Morel s’était d’abord fait connaître par son traité de la Concordance du participe dédié à Mme de La Villardière qui avait été son écolière, et où il distingue du supin, quoiqu’ils se ressemblent quant au matériel, mais en reconnaissant que ce dernier est invariable. Morel distingue les cas où le participe prétérit doit s’accorder avec le sujet, de ceux où il doit être en concordance avec l’objet quand celui-ci le précède, et il établit pour règle qu’il reste sans accord, lorsque le régime direct du participe est après. Il rapporte tous les exemples à cette règle, quelle que soit la nature du verbe ou de la proposition, sans en excepter, comme le prétendent quelques grammairiens, les cas où l’adjectif suit le participe, comme dans les exemples : « je l’ai crue morte ; elle s’est faite religieuse », il ne voit aucun motif pour faire une exception au principe fondamental.

Morel fit imprimer, à plus de quatre-vingts ans, son Essai sur les voyelles, dont l’institut national a rendu un compte avantageux.
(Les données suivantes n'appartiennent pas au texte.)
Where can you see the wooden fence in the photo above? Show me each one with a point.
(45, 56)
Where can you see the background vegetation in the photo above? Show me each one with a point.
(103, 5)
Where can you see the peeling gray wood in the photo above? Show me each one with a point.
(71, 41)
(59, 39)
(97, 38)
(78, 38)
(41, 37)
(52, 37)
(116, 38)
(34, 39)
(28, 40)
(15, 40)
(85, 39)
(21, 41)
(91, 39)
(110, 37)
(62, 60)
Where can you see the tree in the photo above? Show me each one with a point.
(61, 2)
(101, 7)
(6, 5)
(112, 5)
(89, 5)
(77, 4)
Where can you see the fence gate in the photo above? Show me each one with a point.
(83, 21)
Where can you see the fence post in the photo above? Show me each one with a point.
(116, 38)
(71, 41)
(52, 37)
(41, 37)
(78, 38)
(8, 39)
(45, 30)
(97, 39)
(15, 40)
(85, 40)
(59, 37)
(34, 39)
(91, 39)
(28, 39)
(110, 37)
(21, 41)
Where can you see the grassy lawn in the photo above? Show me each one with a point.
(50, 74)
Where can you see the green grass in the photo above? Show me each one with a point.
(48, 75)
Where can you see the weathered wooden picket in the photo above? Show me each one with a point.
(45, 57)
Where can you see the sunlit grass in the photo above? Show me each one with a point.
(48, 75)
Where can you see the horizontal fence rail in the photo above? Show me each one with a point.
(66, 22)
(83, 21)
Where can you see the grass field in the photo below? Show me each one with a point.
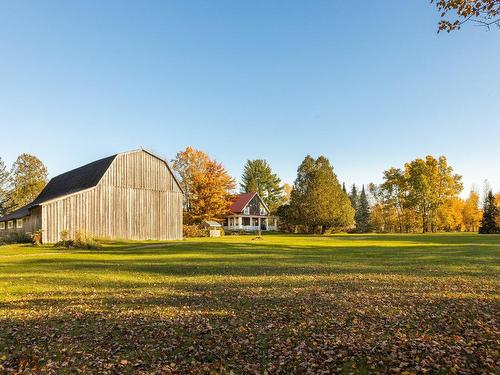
(282, 304)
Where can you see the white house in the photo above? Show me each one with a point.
(249, 212)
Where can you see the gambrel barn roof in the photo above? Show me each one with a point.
(73, 181)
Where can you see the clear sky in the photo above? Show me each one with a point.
(369, 84)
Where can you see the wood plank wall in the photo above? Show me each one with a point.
(137, 199)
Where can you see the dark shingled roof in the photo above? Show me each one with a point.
(67, 183)
(17, 214)
(75, 180)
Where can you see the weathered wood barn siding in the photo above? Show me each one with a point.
(137, 198)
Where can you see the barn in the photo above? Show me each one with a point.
(131, 195)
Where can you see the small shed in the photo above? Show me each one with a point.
(214, 228)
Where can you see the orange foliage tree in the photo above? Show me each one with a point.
(206, 183)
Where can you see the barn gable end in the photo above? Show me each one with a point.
(137, 197)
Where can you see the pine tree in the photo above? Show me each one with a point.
(4, 179)
(259, 177)
(362, 215)
(491, 214)
(353, 196)
(317, 200)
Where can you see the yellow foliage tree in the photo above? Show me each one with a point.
(449, 215)
(471, 213)
(207, 186)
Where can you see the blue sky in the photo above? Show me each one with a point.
(368, 84)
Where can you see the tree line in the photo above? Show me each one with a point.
(421, 196)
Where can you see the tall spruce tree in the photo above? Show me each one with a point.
(362, 215)
(4, 180)
(317, 200)
(259, 177)
(353, 196)
(491, 214)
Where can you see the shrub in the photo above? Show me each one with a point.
(16, 238)
(189, 231)
(36, 238)
(82, 241)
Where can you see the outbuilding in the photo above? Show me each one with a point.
(131, 195)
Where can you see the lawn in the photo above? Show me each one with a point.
(281, 304)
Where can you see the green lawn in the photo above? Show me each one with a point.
(282, 304)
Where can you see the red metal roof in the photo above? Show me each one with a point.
(240, 202)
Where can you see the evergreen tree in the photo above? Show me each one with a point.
(4, 180)
(353, 196)
(491, 214)
(27, 178)
(362, 215)
(317, 200)
(258, 177)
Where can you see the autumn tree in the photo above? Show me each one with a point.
(471, 212)
(206, 183)
(491, 215)
(362, 214)
(450, 215)
(287, 192)
(259, 177)
(27, 178)
(455, 13)
(394, 191)
(4, 180)
(431, 183)
(317, 200)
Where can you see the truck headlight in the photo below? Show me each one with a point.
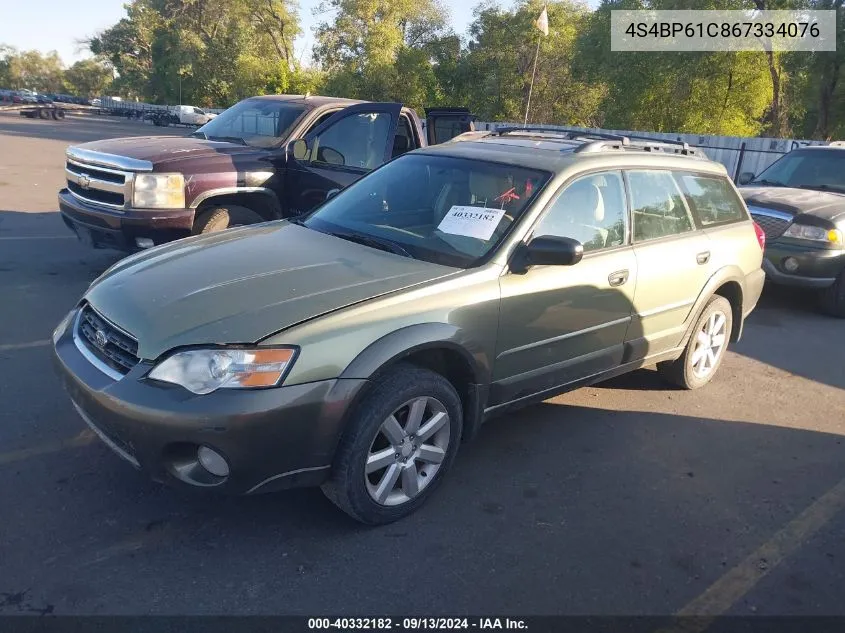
(202, 371)
(159, 191)
(814, 233)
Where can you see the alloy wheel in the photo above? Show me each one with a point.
(407, 452)
(709, 345)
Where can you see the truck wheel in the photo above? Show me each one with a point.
(833, 298)
(220, 218)
(399, 443)
(706, 348)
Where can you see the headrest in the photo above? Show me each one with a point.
(584, 202)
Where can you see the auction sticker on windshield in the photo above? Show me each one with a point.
(477, 222)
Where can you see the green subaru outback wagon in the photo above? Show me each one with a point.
(356, 347)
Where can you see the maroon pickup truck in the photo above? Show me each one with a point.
(262, 159)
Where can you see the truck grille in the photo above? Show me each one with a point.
(106, 342)
(99, 185)
(772, 227)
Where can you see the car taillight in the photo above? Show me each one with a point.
(761, 236)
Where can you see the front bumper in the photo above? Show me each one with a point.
(817, 267)
(271, 438)
(104, 227)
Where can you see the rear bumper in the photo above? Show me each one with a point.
(103, 227)
(271, 438)
(817, 267)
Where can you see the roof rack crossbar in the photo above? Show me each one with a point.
(573, 134)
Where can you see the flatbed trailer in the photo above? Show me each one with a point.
(43, 111)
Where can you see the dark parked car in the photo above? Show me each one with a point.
(356, 347)
(262, 159)
(800, 203)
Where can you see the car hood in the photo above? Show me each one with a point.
(822, 204)
(242, 285)
(160, 150)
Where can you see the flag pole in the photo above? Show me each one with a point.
(533, 75)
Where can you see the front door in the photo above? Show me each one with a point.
(562, 323)
(673, 258)
(342, 149)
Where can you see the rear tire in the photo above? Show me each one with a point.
(220, 218)
(705, 349)
(833, 298)
(390, 460)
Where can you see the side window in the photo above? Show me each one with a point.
(657, 205)
(404, 139)
(358, 140)
(712, 199)
(590, 210)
Ses trois principaux ouvrages se trouvent réunis dans un volume in-8°, imprimé à Paris chez Le Normant, en 1804. Il a également communiqué des remarques importantes pour la nouvelle édition du Dictionnaire de l'Académie française, fourni un grand nombre d’articles au Journal de la Langue Françoise de Domergue, et a lu à l’Académie de Lyon dont il était membre, et où il assistait régulièrement malgré son grand âge, plusieurs Dissertations remarquées par la netteté des idées et par la clarté du style sur des questions de philologie. Ses trois ouvrages ont été réunis en un volume in-8°, Paris, 1804.

Timide, Morel avait, malgré son instruction et ses habitudes littéraires, beaucoup de peine à trouver les mots nécessaires à l’expression de ses pensées. Bon frère et bon ami, il se fit chérir par l’aménité de son caractère et par la pratique de toutes les vertus, et parvint à l’âge très avancé de quatre-vingt-neuf ans, sans éprouver aucune des infirmités de la vieillesse.

PublicationsModifier

  • Essai sur les voix de la langue française, et recherches sur l’accent prosodique des voyelles.
  • Traité de la concordance du participe prétérit.
  • Traité ou Examen analytique de la période et de ses parties constitutives.